Mexico keeper arrested for helping kidnappers
Reuters - Sunday 08 January 2012, 05:52
Mexico arrested former
international goalkeeper Omar Ortiz on suspicion of
working for a gang of kidnappers, fanning concerns about
lawlessness plaguing the United States' southern neighbour.
The 35-year-old Ortiz admitted helping to pick out two rich
victims for the kidnappers, said Jorge Domene, government
security spokesman for the northern state of Nuevo Leon.
The gang, who said they belonged to a drug cartel, sought an
average of 1 million pesos ($73,000) per victim, of which Ortiz
received a cut of more than 100,000 pesos, Nuevo Leon's
government said.
"I'm speechless," said George W. Grayson, a Mexico expert at
the College of William & Mary in Virginia, after the news of
Ortiz's arrest. "I suppose it's an indication of the possible
ubiquity of organized crime."
Sporting his trademark goatee beard, Ortiz looked impassive
as masked soldiers paraded him and three other suspects in Nuevo
Leon state capital Monterrey, a city that has increasingly come
under attack by organised crime.
Domene said the gang operated by selecting victims at social
gatherings, who were then snatched and ransomed.
Nuevo Leon attorney general Adrian de la Garza said the
suspected kidnappers were captured on January 5 and noted that the
gang's leader, who is still at large, told them they were
working for the Gulf Cartel.
The conservative government of President Felipe Calderon has
staked its reputation on rooting out Mexico's drug gangs, some
of which have branched out extensively into other activities
like robbery, extortion and kidnapping.
Ortiz's gang is suspected of more than 20 kidnappings,
among them the 2011 abduction of the husband of Mexican pop star
Gloria Trevi, Domene said. Kidnapping is punishable by a jail
term of up to 50 years, the state government noted.
After Ortiz disappeared earlier this week, Mexican media
was awash with speculation he himself had been kidnapped.
The football star, who is currently serving a ban for a doping
offence, only helped choose victims and provide information to
the gang, whose suspected leader is still fugitive along with
several others, Nuevo Leon said.
Between 2007 and 2010 kidnappings in Mexico leapt by nearly
200 percent from 438 to 1284, according to government data.
THE CAT
More than 46,000 people have been killed in the gang
violence that has erupted since Calderon began his crackdown on
drug cartels soon after taking office five years ago.
The war on the gangs is one of the main issues under debate
in the Mexican presidential elections in July.
Drug gangs have long been suspected of corrupting public
officials and politicians.

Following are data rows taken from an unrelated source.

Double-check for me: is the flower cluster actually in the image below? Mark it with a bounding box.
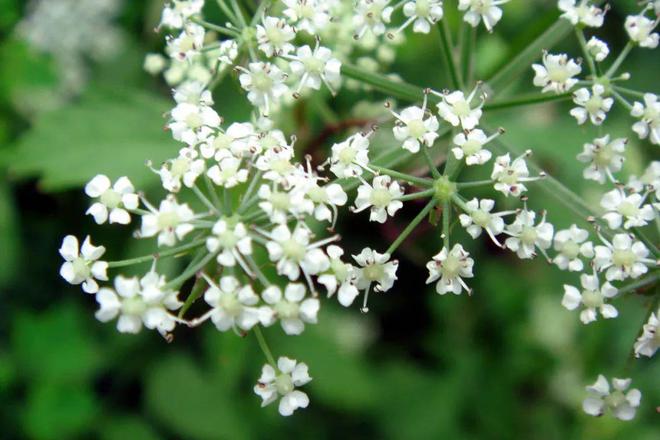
[60,0,660,420]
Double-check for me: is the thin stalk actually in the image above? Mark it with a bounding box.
[442,201,451,250]
[192,17,240,38]
[252,325,277,371]
[397,189,435,202]
[108,238,206,269]
[369,164,433,188]
[614,85,645,98]
[163,252,218,289]
[483,92,573,111]
[422,145,441,179]
[460,21,477,88]
[385,198,437,255]
[438,20,465,90]
[456,179,495,189]
[575,28,597,78]
[605,41,635,78]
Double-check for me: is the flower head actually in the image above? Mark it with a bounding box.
[254,357,312,416]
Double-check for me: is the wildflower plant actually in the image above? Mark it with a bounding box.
[61,0,660,420]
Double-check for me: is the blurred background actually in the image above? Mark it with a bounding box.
[0,0,660,440]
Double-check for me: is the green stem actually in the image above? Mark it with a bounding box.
[439,20,464,90]
[397,189,435,202]
[385,198,437,255]
[369,164,433,188]
[575,28,597,78]
[483,92,573,111]
[252,325,277,371]
[192,17,240,38]
[163,252,218,289]
[108,238,206,269]
[422,145,441,179]
[605,41,635,78]
[456,179,495,189]
[442,202,451,250]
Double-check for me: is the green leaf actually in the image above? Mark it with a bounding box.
[8,88,176,191]
[22,383,99,439]
[146,355,250,439]
[12,303,102,386]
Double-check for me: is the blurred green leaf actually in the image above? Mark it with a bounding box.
[22,382,99,440]
[11,303,103,386]
[9,87,176,191]
[0,180,20,288]
[99,415,158,440]
[146,355,249,440]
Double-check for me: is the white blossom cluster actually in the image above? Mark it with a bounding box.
[60,0,660,420]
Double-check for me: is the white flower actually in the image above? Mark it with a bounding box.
[263,223,334,281]
[257,184,314,223]
[353,248,399,296]
[353,0,394,39]
[95,271,183,336]
[199,122,258,160]
[204,276,260,332]
[156,148,206,192]
[140,196,195,246]
[294,176,348,227]
[630,93,660,145]
[85,174,139,225]
[60,235,108,293]
[426,244,474,295]
[600,188,655,229]
[284,43,341,96]
[458,198,515,247]
[206,219,252,267]
[397,0,444,34]
[561,273,619,324]
[558,0,605,27]
[635,311,660,357]
[451,128,501,165]
[282,0,331,35]
[167,102,220,146]
[330,133,369,179]
[594,234,656,281]
[532,52,582,94]
[552,225,594,272]
[261,283,321,335]
[318,245,359,307]
[254,358,312,416]
[353,176,403,223]
[587,37,610,62]
[167,23,205,61]
[577,135,628,183]
[160,0,204,29]
[570,84,614,125]
[392,102,440,153]
[458,0,509,32]
[624,14,660,49]
[238,62,289,115]
[504,209,554,260]
[490,153,538,197]
[206,156,248,188]
[255,144,297,186]
[437,87,483,130]
[582,374,642,420]
[257,17,296,57]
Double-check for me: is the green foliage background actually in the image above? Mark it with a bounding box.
[0,0,660,439]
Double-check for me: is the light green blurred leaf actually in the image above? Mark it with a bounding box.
[146,355,249,440]
[8,87,176,191]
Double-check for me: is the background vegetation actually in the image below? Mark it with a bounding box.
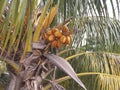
[0,0,120,90]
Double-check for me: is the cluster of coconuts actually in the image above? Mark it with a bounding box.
[43,26,71,48]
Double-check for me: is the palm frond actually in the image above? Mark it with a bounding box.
[44,72,120,90]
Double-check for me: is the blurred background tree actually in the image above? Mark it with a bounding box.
[0,0,120,90]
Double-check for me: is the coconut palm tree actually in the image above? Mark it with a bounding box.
[0,0,120,90]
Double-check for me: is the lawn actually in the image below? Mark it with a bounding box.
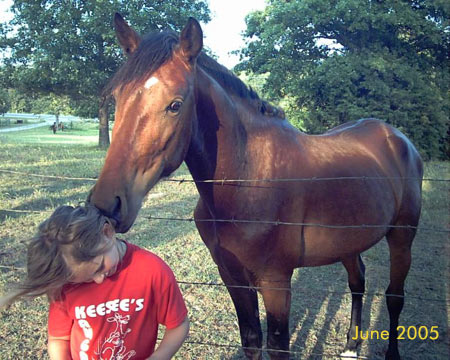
[0,123,450,360]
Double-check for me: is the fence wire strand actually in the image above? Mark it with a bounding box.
[0,169,450,185]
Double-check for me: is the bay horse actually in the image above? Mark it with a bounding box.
[88,14,423,359]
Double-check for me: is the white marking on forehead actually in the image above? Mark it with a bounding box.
[144,76,159,89]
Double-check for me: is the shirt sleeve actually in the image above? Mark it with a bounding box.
[156,263,187,329]
[48,301,73,337]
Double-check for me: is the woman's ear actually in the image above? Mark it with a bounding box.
[103,222,116,239]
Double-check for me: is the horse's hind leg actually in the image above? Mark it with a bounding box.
[386,228,415,359]
[341,255,365,358]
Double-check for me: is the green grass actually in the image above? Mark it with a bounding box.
[0,124,450,360]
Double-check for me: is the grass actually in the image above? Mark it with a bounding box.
[0,124,450,360]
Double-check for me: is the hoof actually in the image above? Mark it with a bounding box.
[340,350,358,360]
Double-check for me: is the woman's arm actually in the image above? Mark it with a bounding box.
[47,336,72,360]
[149,316,189,360]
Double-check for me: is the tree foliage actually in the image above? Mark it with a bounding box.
[238,0,450,158]
[0,0,209,146]
[0,89,11,115]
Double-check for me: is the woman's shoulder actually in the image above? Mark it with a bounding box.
[125,242,171,273]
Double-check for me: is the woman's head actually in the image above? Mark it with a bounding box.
[12,206,115,299]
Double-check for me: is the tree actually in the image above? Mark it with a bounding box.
[0,0,209,147]
[0,89,11,115]
[238,0,450,158]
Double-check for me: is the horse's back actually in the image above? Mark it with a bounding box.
[318,119,423,223]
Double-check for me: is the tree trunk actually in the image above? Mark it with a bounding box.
[98,98,109,149]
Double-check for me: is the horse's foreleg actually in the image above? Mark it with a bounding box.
[259,274,292,360]
[219,266,262,360]
[341,255,365,358]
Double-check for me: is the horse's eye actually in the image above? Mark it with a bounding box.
[167,100,183,114]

Calderon's National Action Party
(PAN) has sought to tar the main opposition Institutional
Revolutionary Party (PRI) as susceptible to the cartels.
But public probes into sports stars and entertainers for
suspected ties to organized crime have been rare.
Nuevo Leon attorney general Adrian de la Garza said there
was no indication other football players were involved in the
gang's kidnappings, which stretch back at least two years.
Nicknamed "El Gato" (The Cat) for his bright eyes, Ortiz
played a single match for the Mexican national side in 2002.
In 2010, Ortiz was suspended after testing positive for
anabolic steroids. That ban is due to expire in April.
Famous for his many tattoos and earrings, Ortiz was a
longtime regular for top division side Monterrey.
Long seen as the jewel in the crown of Mexican industry,
Monterrey has become mired in violence over the past two years
as the Gulf Cartel has fought a bloody turf war with Los Zetas,
a drug gang that once worked as enforcers for the cartel.
Murder, extortion and kidnapping have spread fear in the
city of 4 million people that lies about 140 miles from
the Texas border.
"This goes to show Monterrey is no longer this island of
tranquility," said Grayson at William & Mary.